Simple Closed HashTable Program

Started by
2 comments, last by Chad Smith 11 years, 2 months ago

I wanted to get some input on a very basic simple Closed HashTable program I wrote as we just started to study the very basics of them in class. Because of this I decided I'd go ahead and try to implement a very basic one.

I got it and I am getting the output that I would get when I worked it out on pen and paper so it seems I did get it to work. Though before I expand on this program more to make the HashTable an actual class that I could use (yes I know their are ones already out there that I could use, but it is just for practice and make sure I understand the bare bone basics of them).

So here are the basics of what I wanted. I wanted a Closed HashTable that used a basic hash function. I then wanted it to hash the set and then display the hash table set. Nothing fancy, nor it is even using classes yet. Though how is the code so far for it? Anything that I should watch out for?

Here's the code, it's bare bones basic just enough to get theory into code


#include <iostream>

// Method Prototypes
int* CreateSet(int buckets, int defaultValue = -1);
void GetSet(int* set, int buckets);
void DisplaySet(int* set, int buckets);
void DeleteSet(int* set);
int HashFunction(int* set, int x, int buckets);
int* ClosedHashSet(int* set, const int buckets);

int main()
{
	int buckets;
	int* set;
	int* hashSet;

	// ask the user how big the set is
	std::cout << "Please enter the size of the set: ";
	std::cin >> buckets;

	set = CreateSet(buckets);
	GetSet(set, buckets);
	std::cout<< "\nOrinal Set..." <<std::endl;
	DisplaySet(set, buckets);

	hashSet = ClosedHashSet(set, buckets);
	std::cout << "\nClosed Hashing Set..." << std::endl;
	DisplaySet(hashSet, buckets);

	DeleteSet(set);
	DeleteSet(hashSet);

	return 0;
}

// Creates a set with the desired default value
// defaults to -1 for the defalt value
int* CreateSet(int buckets, int defaultValue)
{
	int* set = new int[buckets];

	for(int i = 0; i<buckets; i++)
	{
		set[i] = defaultValue;
	}
	std::cout << std::endl;

	return set;
}

// Gets input from the user on what value to give each index in the set
// sets each index in the set to that value
void GetSet(int* set, int buckets)
{
	for(int i = 0; i<buckets; i++)
	{
		std::cout << "Index " << i << ": ";
		std::cin >> set[i];
	}
}

// Takes in a set and displays the set
void DisplaySet(int* set, int buckets)
{
	for(int i = 0; i<buckets; i++)
	{
		std::cout << i << ": " << set[i] << std::endl;
	}
}

//  Takes in a set and frees the memory that was created of that set
void DeleteSet(int* set)
{
	delete[] set;
	set = nullptr;
}

// Takes in the set you're hashing from, element to hash and how many buckets in the hash function
// returns the index using the hash function
int HashFunction(int* set, int x, int buckets)
{
	// the index of the hash function
	int result = (x*x)%buckets;
	// what index of the hash function we are on
	int hashedIndex = 1;

	// while the element we are hashing has already been hashed
	while(set[result] != -1)
	{
		// try to get another index using closed hashing
		result = ( ((x*x)%buckets)+hashedIndex) %buckets;
		// increase the hashedIndex
		hashedIndex++;
	}
	return result;
}

// Takes in the set to hash from and the number of buckets and returns the set hashed
int* ClosedHashSet(int* set, const int buckets)
{
	int* hashSet = CreateSet(buckets);

	int result = 0;

	for(int i = 0; i<buckets; i++)
	{
		result = HashFunction(hashSet, set[i], buckets);
		hashSet[result] = set[i];
	}

	return hashSet;
}

Here is the hash function that i am using for this program

h(x)=x2 % b

where b is the number of buckets wanted for the set

Anything to watch out for code wise? Should had been implemented better (though note it will be put in a class and template it later on)?
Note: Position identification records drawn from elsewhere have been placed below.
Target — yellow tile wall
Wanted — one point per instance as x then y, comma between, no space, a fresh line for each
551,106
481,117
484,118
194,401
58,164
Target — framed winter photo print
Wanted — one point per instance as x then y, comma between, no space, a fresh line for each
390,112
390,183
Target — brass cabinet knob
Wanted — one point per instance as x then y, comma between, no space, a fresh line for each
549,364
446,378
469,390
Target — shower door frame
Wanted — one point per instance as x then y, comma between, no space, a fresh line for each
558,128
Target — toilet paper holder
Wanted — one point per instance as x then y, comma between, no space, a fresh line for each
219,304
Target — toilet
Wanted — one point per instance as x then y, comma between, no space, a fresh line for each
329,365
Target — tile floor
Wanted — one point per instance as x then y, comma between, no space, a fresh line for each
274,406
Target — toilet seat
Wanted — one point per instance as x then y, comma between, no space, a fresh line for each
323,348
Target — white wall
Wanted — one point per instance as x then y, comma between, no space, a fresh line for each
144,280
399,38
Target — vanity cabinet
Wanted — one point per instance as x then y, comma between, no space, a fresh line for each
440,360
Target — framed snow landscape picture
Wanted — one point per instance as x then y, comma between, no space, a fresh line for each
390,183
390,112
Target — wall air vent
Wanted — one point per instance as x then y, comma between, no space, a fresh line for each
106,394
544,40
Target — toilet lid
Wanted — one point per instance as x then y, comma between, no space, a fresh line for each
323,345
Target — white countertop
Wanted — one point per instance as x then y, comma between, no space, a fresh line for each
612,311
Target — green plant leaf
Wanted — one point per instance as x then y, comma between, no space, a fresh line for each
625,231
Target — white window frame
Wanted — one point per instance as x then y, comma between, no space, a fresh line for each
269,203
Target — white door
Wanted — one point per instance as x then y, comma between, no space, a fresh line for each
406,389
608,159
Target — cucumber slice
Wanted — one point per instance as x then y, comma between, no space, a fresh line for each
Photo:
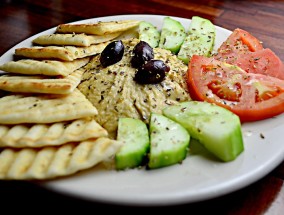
149,33
134,133
172,35
199,40
218,129
169,142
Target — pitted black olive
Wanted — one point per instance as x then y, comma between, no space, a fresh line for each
112,53
152,72
142,53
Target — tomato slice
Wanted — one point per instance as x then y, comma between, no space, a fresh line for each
246,51
251,96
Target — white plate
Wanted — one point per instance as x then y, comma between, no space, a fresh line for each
197,178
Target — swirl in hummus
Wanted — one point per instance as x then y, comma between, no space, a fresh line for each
115,94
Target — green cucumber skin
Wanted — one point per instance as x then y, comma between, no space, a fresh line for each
200,39
218,129
169,142
149,33
135,135
172,35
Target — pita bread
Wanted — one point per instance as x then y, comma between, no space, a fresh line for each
65,53
52,162
45,108
99,28
39,135
41,84
74,39
44,67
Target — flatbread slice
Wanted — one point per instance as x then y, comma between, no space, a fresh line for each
99,28
74,39
44,67
45,108
41,84
40,135
65,53
52,162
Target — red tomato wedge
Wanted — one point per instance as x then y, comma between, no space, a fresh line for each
246,51
251,96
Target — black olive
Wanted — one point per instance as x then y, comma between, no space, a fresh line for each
142,53
112,53
152,72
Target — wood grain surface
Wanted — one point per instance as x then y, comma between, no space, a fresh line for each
21,19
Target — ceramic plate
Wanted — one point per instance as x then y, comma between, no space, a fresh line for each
198,178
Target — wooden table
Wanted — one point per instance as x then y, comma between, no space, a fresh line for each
264,19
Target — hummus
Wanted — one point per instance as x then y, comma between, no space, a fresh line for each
115,94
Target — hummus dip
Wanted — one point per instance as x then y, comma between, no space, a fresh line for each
115,94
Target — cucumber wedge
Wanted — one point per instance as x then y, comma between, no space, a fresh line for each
172,35
169,142
149,33
134,133
218,129
199,40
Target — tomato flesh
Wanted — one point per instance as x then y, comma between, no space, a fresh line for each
251,96
246,51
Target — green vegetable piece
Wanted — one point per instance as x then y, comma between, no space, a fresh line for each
218,129
169,142
200,39
172,35
135,135
149,33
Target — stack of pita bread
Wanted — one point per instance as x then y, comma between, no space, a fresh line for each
47,126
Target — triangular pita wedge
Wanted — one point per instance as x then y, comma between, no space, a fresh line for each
45,108
99,28
74,39
41,84
39,135
44,67
65,53
52,162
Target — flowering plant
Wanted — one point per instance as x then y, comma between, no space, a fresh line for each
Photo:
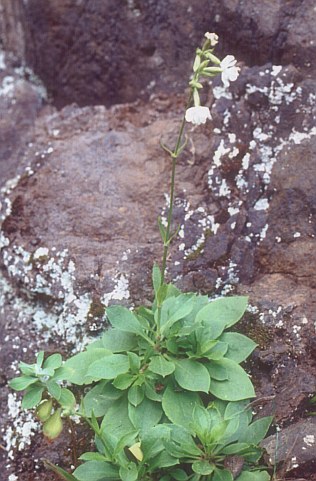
167,398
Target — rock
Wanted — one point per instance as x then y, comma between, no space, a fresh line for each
81,187
82,50
294,446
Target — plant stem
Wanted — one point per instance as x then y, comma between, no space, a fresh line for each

Again this is just to try to implement the bare bone basics. I am not trying to do something better than what the professionals have already done for it. Just practice and would not try this for an actual project.

Thanks!

Advertisement

Code review time!

This screams out to be made a class. You are passing the same values to each function. The table, the number of buckets, and the default value should all be made in to data members of a class.

Use of raw pointers and manual allocation is outdated, but understandable for a beginner. You should prefer stack-managed objects like shared_ptr, weak_ptr, and so on. This will help with many issues, such as proper cleanup when handling exceptions, and proper pointer lifetime management. You should also consider using standard library containers such as std::vector<> rather than your own pointers to arrays.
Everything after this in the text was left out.